I'm working on a templated class, and given an incoming type T the template needs to map to a "safe" const reference. (This is essentially to avoid handing the ability to mutate to a wrapped function when it's called; see here for the real code).

The original author wrote something equivalent to this:

template <typename T>
using SafeReference =
    std::conditional_t<std::is_scalar_v<T>, T, const T&>;

The scalar part isn't interesting here, but what's interesting is const T&. This looks right to me, but it's not:

struct Foo{};
using Bar = Foo&&;

// A failing static assert, and a reduced version. It turns out `const Bar&`
// is `Foo&`.
static_assert(std::is_same_v<const Foo&, SafeReference<Bar>>);
static_assert(std::is_same_v<const Foo&, const Bar&>);

I understand that Foo&& becomes Foo& due to the rules for reference collapsing. I also understand that the const is probably "lost" because it tries to make a reference const rather than making the referred-to type const. But I don't even know what to Google in order to confirm that.
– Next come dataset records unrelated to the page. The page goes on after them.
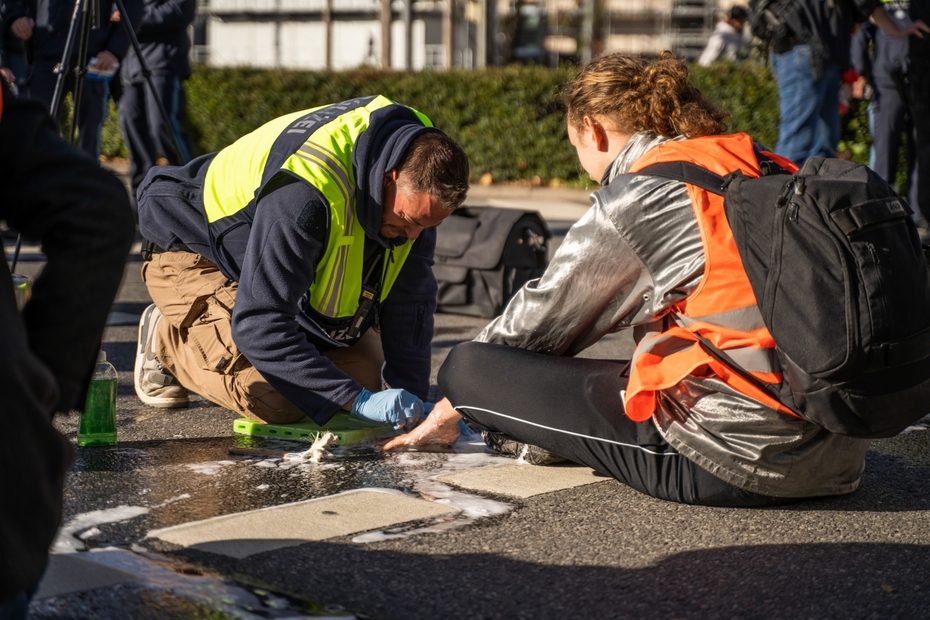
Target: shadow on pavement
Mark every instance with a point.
(854, 580)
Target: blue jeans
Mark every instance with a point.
(810, 109)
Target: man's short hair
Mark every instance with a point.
(434, 164)
(738, 12)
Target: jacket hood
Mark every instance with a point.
(378, 150)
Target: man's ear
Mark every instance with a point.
(597, 133)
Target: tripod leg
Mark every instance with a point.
(80, 70)
(177, 142)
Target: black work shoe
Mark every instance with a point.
(507, 446)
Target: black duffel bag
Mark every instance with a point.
(484, 255)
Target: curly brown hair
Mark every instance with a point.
(634, 94)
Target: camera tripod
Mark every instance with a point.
(86, 15)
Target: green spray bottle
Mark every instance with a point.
(98, 421)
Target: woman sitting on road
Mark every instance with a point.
(658, 257)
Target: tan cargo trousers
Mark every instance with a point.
(194, 341)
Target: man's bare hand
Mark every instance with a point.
(22, 28)
(441, 427)
(105, 60)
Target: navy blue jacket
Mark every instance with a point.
(829, 26)
(10, 11)
(275, 267)
(886, 56)
(49, 43)
(163, 38)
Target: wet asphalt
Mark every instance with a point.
(598, 551)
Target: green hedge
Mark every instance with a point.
(509, 120)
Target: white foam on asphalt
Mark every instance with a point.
(470, 452)
(243, 534)
(66, 542)
(110, 566)
(210, 468)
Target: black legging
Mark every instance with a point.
(572, 407)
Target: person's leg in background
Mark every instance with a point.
(919, 100)
(133, 119)
(170, 89)
(827, 89)
(95, 104)
(887, 112)
(573, 407)
(799, 96)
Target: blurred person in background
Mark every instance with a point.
(49, 25)
(727, 40)
(882, 63)
(53, 194)
(808, 63)
(165, 45)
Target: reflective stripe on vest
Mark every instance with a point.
(722, 308)
(239, 173)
Which part of the standard says that the const is "lost" in an expression like const T& for a templated T expanding to an rvalue reference?

CodePudding user response：

Which part of the standard says that the const is "lost" in an expression like const T& for a templated T expanding to an rvalue reference?

From dcl.ref/p6:

If a typedef-name ([dcl.typedef], [temp.param]) or a decltype-specifier ([dcl.type.decltype]) denotes a type TR that is a reference to a type T, an attempt to create the type lvalue reference to cv TR creates the type lvalue reference to T, while an attempt to create the type rvalue reference to cv TR creates the type TR.

The quote probably explains the behavior you're seeing.